This positional tracking type is commonly used when you want to track the position of motion controller accessories and head-mounted displays for the purposes of virtual reality. The camera is actually located on the particular device that is being tracked, and is commonly used where the device wants to determine any changes in position made according to the environment. As the headset moves, sensors make adjustments so that the virtual environment will be able to respond to that change in real-time. Its advantages include a “cableless” experience: freeing up users from cables and external hardware. This kind of tracking requires higher computational power; potentially increasing latency and reducing quality.

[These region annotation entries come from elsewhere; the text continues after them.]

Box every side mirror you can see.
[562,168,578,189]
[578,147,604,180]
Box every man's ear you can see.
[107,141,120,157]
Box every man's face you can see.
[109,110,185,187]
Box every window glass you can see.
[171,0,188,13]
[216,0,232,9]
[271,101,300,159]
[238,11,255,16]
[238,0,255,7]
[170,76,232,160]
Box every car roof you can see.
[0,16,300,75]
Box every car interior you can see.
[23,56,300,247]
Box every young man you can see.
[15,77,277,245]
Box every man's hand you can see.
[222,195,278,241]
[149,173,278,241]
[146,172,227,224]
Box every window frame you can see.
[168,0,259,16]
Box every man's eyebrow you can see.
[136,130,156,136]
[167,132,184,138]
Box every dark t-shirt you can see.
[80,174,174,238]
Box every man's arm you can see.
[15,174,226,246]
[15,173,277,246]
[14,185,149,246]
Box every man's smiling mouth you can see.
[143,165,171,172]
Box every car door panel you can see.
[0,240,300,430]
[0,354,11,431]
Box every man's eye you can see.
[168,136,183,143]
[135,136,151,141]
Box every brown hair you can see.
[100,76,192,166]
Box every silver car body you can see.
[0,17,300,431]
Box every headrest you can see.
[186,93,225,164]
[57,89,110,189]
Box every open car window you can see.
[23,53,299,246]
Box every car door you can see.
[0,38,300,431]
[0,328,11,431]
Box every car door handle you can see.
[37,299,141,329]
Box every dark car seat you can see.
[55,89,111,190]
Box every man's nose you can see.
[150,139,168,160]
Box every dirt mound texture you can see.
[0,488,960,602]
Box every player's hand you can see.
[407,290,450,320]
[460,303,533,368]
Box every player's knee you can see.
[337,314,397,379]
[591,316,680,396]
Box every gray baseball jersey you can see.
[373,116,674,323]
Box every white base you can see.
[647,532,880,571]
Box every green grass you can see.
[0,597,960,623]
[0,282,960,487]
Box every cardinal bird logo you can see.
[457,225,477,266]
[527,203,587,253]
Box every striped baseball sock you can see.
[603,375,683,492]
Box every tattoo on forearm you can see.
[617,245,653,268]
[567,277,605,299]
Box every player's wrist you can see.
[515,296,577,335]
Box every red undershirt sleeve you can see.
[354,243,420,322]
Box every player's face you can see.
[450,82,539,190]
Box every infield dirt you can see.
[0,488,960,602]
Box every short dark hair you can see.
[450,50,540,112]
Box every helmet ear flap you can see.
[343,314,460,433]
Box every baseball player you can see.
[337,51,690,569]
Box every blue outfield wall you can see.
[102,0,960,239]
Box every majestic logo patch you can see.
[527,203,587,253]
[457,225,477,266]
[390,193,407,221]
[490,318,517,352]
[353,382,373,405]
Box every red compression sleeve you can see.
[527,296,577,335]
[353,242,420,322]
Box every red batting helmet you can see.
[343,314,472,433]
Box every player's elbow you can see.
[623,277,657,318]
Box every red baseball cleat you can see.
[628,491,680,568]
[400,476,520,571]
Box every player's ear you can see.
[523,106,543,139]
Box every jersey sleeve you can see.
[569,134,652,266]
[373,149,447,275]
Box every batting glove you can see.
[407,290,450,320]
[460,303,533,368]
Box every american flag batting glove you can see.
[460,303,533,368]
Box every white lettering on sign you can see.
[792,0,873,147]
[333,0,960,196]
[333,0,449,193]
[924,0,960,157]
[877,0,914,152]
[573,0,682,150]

This is usually referred to as a method of optical tracking where cameras, or other sensors and accessories are placed in a stationary position so that it can be oriented towards the headset, or the tracked object. (e.g. Vive “Lighthouses”) There are intersecting visual ranges defined in a designated area so that the camera can track the movement accordingly. In other words, the object is observed using the tracking device from the outside. Infrared markers are commonly used to detect the type of light in the visible light spectrum. With the external lighthouses being powered individually, it achieves a low latency system. However, occlusion and viewing ranges of the sensors require you to have a decently sized playspace.
This method, as the name implies, does not rely on the use of specific optical markers, thus making it a more flexible method over its marker-based counterparts. Markerless Tracking relies on the method of observing its environment to calculate the position and orientation of the camera. Users can walk freely in a space or even in a new environment while still receiving the positional feedback. This implies that the applicability range is also expanded. Factors that may affect markerless tracking can be textural or geometric shapes of objects, backgrounds, reflections, and light positions.
Markerless Inside-Out Tracking
This type of markerless tracking provides users with increased mobility for its users, while the computer calculates the headset's position using depth, acceleration, and other signals, without using the so-called fixed point of reference. This system prevents any occlusion too, which is a common problem with marker-based tracking. Markerless inside-out positional tracking also doesn’t need the use of external cables and sensors, but rather depends on the use of a light emitter.
Markerless Outside-In Tracking
This is one of the technologies already available to consumers even before the use of VR devices. Among non-VR systems that used this technology is Playstation's EyeToy: released in 2003, and that of Kinect from Xbox that was released in 2010. This system allowed for mounting of cameras in the environment, which will then be aimed at the user. Movements of the user are tracked without depending on any type of hardware or markers.
All in all, these positional tracking types are what allows VR to function in accurate ways according to your real-world movement. Hopefully this article will enable you to pinpoint which technology will work to your advantage while enjoying VR.